御射山(みさやま)祭のこと

 雪散るや穂屋のすすきの刈り残し
 松尾芭蕉の句だそうです。松原諏方神社そばの神光寺跡地に句碑が立っているとか。まだ見たことはありません。今度たしかめてこようと思います。句のなかの「穂屋」は、数ある諏方神社の祭礼のひとつ「御射山祭」の仮宮のこと。木組みに植物のすすきをあしらって設営されるので、このように表現されたのでしょう。

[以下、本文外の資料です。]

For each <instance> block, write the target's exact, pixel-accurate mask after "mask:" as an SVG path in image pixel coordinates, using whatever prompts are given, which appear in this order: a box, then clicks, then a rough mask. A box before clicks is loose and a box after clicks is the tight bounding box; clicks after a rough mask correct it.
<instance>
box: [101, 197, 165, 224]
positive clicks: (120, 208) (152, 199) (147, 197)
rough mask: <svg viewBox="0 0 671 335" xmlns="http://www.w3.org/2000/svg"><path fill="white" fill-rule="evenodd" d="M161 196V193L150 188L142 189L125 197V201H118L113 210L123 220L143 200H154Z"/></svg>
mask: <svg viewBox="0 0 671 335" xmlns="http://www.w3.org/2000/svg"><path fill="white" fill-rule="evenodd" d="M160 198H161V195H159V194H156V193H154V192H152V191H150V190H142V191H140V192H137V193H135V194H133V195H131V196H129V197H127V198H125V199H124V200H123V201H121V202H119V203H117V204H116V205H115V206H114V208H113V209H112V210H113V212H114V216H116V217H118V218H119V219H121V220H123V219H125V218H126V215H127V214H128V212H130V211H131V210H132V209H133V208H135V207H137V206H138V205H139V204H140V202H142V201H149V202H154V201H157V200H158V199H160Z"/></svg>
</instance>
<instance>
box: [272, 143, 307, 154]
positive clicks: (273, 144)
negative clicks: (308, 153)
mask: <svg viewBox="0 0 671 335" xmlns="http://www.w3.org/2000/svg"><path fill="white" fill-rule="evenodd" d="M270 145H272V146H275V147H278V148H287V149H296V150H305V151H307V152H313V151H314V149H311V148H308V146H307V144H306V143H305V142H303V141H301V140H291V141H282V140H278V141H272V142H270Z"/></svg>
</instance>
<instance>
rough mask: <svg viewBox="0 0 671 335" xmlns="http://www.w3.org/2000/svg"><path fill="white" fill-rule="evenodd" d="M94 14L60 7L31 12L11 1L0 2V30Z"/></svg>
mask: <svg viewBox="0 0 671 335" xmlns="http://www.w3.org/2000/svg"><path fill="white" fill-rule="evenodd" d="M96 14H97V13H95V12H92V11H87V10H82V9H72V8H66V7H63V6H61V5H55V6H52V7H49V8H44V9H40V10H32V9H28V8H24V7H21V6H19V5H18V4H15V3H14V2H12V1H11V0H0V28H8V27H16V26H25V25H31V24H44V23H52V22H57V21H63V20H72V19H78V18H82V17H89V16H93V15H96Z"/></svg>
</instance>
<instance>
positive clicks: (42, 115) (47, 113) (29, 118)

 その御射山祭が今週末25(土)〜26(日)におこなわれます。幟を掲げた少年たちが諏方神社から神様の先導役をつとめ山中の宮=御射山に一泊する。これまで2回、部分的にではありますが興味深く見学させていただきました。
 
 すいません、再掲載写真です。いずれも2年前8月の御射山祭のときのもの。左は幟を掲げて御射山に到着した少年たち、右は御射山祭のときに設けられる仮宮(石造の山宮は常設)。
 最近この松原の御射山祭についての調査報告書をネット上で拝見しました(神奈川大学大学院歴史民俗資料学研究科「松原の民俗」第5章「同族の祭りとしての松原諏方神社御射山祭り」)。御射山祭は長野県内各地でおこなわれています。そんななかで、少年たちが祭りの中心的役割りを務めるのは他では見られない特色なのだとか。
 読んでいて印象に残ったことが2つありました。いずれも祭りを傍から見ていただけではわからない部分です。ひとつは、祭りのとき各家庭で萱(かや)の箸でうどんを食べること。この風習は現在でも引き継がれているようです。きっと健康祈願なんでしょうね。もうひとつは神社の神職を畠山家と鷹野家が交代で務めてきたこと(現在は鷹野家のみ)。この2つの姓は松原地区ではおなじみです。隣接する八那池地区も含めて、わたしが直接お会いしたことがある方は、ほとんど畠山あるいは鷹野さんでした。
 今週末も小海に行きます。でも別用が入っているので御射山祭を見られるかどうか微妙なところ。